Reusing hazard across engine versions
=====================================

The OpenQuake engine has always had the capability to reuse old hazard
calculations when performing new risk calculations, thanks to the `--hc`
command-line option. However such capability never extended across
different versions of the engine. Here we will document the reasons
for such restriction.

Reusing the GMFs
----------------

While the `--hc` option works for all kind of calculations,
`classical_risk`, `classical_damage` and `classical_bcr` calculations are
less used: what is really important is to reuse the hazard for
scenario and for event based calculations, i.e. to reuse the GMFs.

Reusing the hazard for scenario calculations is relatively
straighforward: it is enough to keep the GMFs in CSV format and to
start from there by using the `gmfs_file` option in the job.ini. This
works across versions already. The reason is that the logic tree is
trivial in this case: internally, the engine assumes that there is a single
realization and automatically creates a fake logic tree object.
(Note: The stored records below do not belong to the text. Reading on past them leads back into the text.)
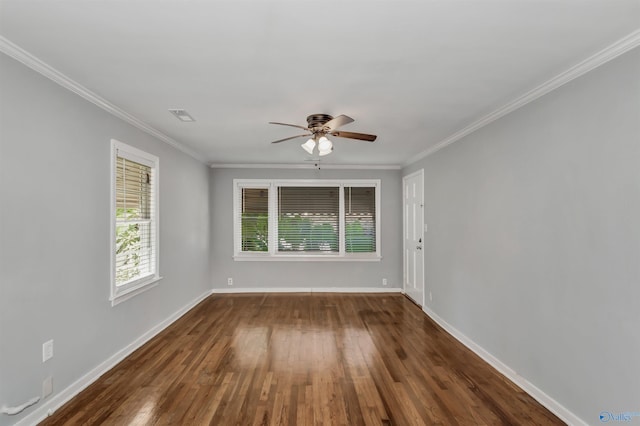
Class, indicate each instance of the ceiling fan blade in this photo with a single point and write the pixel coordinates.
(338, 121)
(354, 135)
(292, 137)
(290, 125)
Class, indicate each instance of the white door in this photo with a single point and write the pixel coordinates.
(413, 219)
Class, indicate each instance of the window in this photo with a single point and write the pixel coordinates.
(134, 221)
(310, 219)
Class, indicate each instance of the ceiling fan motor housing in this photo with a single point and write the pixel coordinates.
(318, 120)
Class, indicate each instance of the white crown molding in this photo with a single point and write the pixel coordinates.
(307, 166)
(621, 46)
(551, 404)
(16, 52)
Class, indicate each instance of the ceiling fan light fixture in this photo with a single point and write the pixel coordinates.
(309, 146)
(325, 146)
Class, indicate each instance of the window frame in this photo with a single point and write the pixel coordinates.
(272, 254)
(120, 293)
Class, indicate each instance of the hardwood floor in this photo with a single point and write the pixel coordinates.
(303, 359)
1. The difficulty is for event based calculations. The details of the
*logic tree* implementation change frequently. Therefore an apparently
simple question such as "tell me which GMPE was used when computing
the ground motion field for event number 123" is actually very hard to
answer across versions. This is by far the biggest difficulty, since
the logic tree part is expected to change again and in unpredictable
ways, due to the requests of the hazard team.

2. This not the only difficulty. When using the ``--hc`` option the engine
has also to match the risk sites with the hazard sites; this means
that it has to match a *SiteCollection* object coming from an old version
of the engine with a SiteCollection coming from a new version of the
engine. If the SiteCollection has changed (for instance new fields have
been added) this has to be managed in some way and this is not necessarily
easy or event possible.

3. Moreover there is the *events* table which associates event IDs to
realization IDs and to rupture IDs; if the form of the events table
changes across versions (for instance if new fields are added) then we
have an issue. Also, if the management of the logic tree changes (this
is very common) and the associations are different, starting a
calculation from scratch in the new version of the engine will give
different results than reusing an old hazard calculations.
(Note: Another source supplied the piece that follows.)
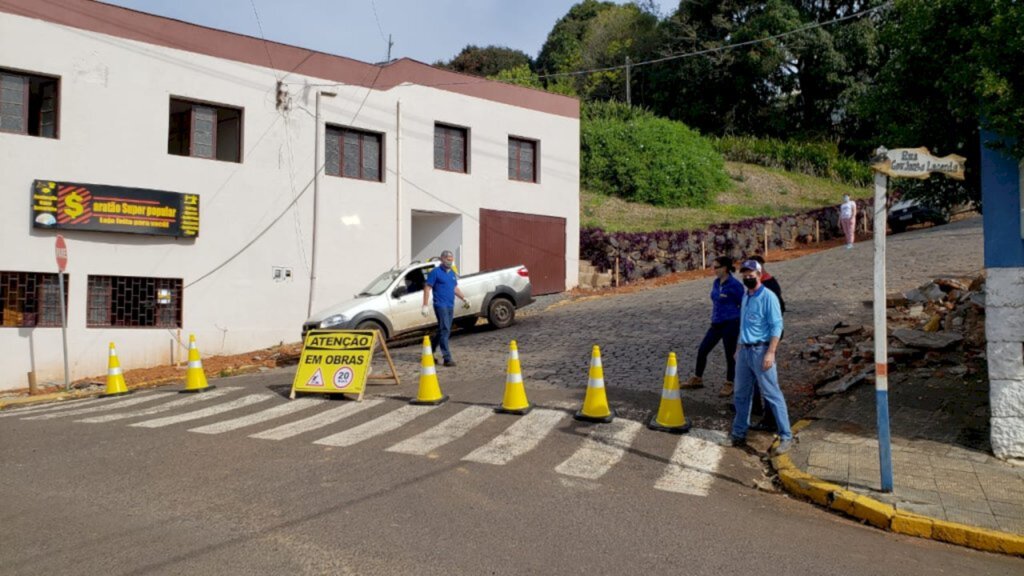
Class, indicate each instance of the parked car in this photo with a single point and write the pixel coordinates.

4. The same would happen if the *weighting algorithm* of the realizations
changed (and this happened a couple of times in the past). Moreover at
nearly each release of the engine the details of the algorithm used to
generate the ruptures and/or the *rupture seeds changes*, therefore
again starting a calculation from scratch in the new version of the
engine would give different results than reusing an old hazard.

5. Another difficulty would arise if the association between asset and
hazard sites changed, causing different losses to be computed. This
has neved happened intentionally, but it has happened several times
unintentionally, due to tricky bugs. Bug fixes have changed
the *asset<->site* association logic several times.

6. Reusing an old *exposure* would also also be problematic,
assuming the new exposure had more fields. Changes to the exposure
happened several time in the past, so the problem is not academic.
The solution is to NOT reuse old exposures and to re-import the exposure
at each new risk calculation, thus paying a performance penalty.

7. The same can be said for *vulnerability/fragility functions*: any
change there would make reusing them across versions very hard.
Such a change happened few months ago already. The solution is to
not reuse old risk models and to re-parse them at each new risk
calculation, thus paying a performance penalty.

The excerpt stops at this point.